Die Idee zu DIE ERBEN hatte Bannert, der zuvor mit dem Jugendsportfilm WAS KOSTET DER SIEG? debütiert hatte, als er in einem Lokal Opfer eines gewaltsamen Angriffs rechter Schläger wurde. Sein Wunsch war es danach, die Öffentlichkeit vor der sehr realen Bedrohung durch Neonazis zu warnen, die zu Beginn der Achtzigerjahre großen Zulauf von Jugendlichen fanden – und immer noch finden. Zur Vorbereitung für DIE ERBEN drang Bannert tief in die rechte Szene ein: so tief, dass er als Mitglied eines rechten Schlägertrupps, der im Münchener Hofbräuhaus randalierte, sogar auf einem Foto abgelichtet in einer Tageszeitung landete. Als sein „Verrat“ an den braunen Kameraden bei Veröffentlichung des Films publik wurde, sah er sich heftigen Repressalien und Morddrohungen ausgesetzt, Vorführungen von DIE ERBEN wurden immer wieder zur Zielscheibe rechter Anschläge, sodass viele Kinos sich gezwungen sahen, den Film aus dem Programm zu nehmen. Wen bei Betrachtung von DIE ERBEN also der Eindruck ereilt, das dort dargestellte Auftreten und Treiben der Neonazis sei hoffnungslos überzogen, der sollte in Erwägung ziehen, dass es vielleicht tatsächlich so schlimm sein könnte wie gezeigt. Viele Szenen speisen sich aus den Erfahrungen, die Bannert während seiner Zeit als Undercover-Agent in der rechten Szene sammelte.

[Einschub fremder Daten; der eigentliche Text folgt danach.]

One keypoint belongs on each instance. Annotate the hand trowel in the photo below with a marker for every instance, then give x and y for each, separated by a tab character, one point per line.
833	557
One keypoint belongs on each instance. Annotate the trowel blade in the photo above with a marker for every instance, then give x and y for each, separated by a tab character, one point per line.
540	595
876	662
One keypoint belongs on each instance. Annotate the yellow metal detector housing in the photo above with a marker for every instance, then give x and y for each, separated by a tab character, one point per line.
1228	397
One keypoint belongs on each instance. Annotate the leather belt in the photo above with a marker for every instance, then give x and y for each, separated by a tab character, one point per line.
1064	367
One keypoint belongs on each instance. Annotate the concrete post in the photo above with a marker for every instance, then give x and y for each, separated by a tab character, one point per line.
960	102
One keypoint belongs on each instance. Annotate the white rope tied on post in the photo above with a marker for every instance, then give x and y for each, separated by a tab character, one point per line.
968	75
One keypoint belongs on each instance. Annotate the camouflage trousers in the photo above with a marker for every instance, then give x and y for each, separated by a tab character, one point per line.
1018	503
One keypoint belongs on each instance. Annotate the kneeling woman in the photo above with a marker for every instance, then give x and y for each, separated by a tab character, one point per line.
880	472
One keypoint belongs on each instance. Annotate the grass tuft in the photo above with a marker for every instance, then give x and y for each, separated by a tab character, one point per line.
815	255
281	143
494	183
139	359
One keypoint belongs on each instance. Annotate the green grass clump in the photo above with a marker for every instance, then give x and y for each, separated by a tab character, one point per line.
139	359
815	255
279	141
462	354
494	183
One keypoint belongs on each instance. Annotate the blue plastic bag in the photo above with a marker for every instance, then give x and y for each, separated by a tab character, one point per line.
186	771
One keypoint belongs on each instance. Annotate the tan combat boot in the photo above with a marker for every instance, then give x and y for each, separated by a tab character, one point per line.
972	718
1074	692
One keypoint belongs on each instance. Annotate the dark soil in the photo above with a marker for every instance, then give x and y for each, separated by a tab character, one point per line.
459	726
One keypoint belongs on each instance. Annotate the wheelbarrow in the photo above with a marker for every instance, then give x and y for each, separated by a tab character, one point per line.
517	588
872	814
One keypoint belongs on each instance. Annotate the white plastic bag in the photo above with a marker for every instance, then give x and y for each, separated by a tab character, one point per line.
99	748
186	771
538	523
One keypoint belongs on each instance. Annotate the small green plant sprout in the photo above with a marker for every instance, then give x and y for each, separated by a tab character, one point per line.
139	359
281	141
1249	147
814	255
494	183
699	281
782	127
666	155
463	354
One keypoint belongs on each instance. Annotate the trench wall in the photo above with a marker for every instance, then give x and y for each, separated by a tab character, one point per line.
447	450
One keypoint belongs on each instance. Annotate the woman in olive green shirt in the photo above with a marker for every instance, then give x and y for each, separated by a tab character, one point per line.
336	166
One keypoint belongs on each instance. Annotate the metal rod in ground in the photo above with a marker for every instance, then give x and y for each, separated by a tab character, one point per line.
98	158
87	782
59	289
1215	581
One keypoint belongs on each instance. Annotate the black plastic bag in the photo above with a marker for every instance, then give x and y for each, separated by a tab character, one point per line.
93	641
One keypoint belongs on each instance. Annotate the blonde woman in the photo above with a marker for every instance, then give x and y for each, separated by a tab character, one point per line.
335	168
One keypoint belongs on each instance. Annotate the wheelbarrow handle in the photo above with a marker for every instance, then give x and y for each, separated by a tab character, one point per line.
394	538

Gedreht wurde DIE ERBEN in Österreich mit österreichischen Darstellern, wie man am Akzent unschwer erkennen kann, aber der Schauplatz wird nie konkret benannt und wenn von Nationalitäten die Rede ist, dann ausschließlich von der deutschen. Das macht die Schamlosigkeit, mit der die Neonazi-Partei ganz öffentlich auftritt, ausgestattet mit stilisierten Hakenkreuzbinden und -flaggen und der alltagstauglichen Variation der schnittigen SS-Uniformen, nur noch frappierender. Der Gipfel ist sicherlich der Besuch der Jungs bei einem Altnazi, der stolz die Schreibtischlampe mit dem Schirm aus echter Judenhaut aus Auschwitz vorzeigt (leider, so bedauert er, habe er den einstigen Besitzer der Haut nicht identifizieren können, denn die letzte Ziffern der sichtbaren Häftlingsnummer seien unkenntlich). Die kurze Verwunderung Thomas‘ über die geradezu mit Ehrfurcht ausgesprochene Aussage, pro Tag seien bis zu tausend Juden in Auschwitz vergast worden, die doch im Widerspruch zu der sonst propagierten Haltung steht, der Holocaust sei eine infame Erfindung der Linken, weicht schnell wieder der Faszination. Den ersten Blowjob holt er sich von einer Prostituierten und er trägt dabei die SS-Mütze und ein schickes Lederholster über dem sonst nackten Körper. Als er mit seiner Wehrsportgruppe trainieren geht, üben sie die fachgerechte Exekution durch Genick- oder Hinterkopfschuss an einem der ihren, den sie zuvor nackt ausgezogen und dann mit dem Davidsstern gekennzeichnet haben.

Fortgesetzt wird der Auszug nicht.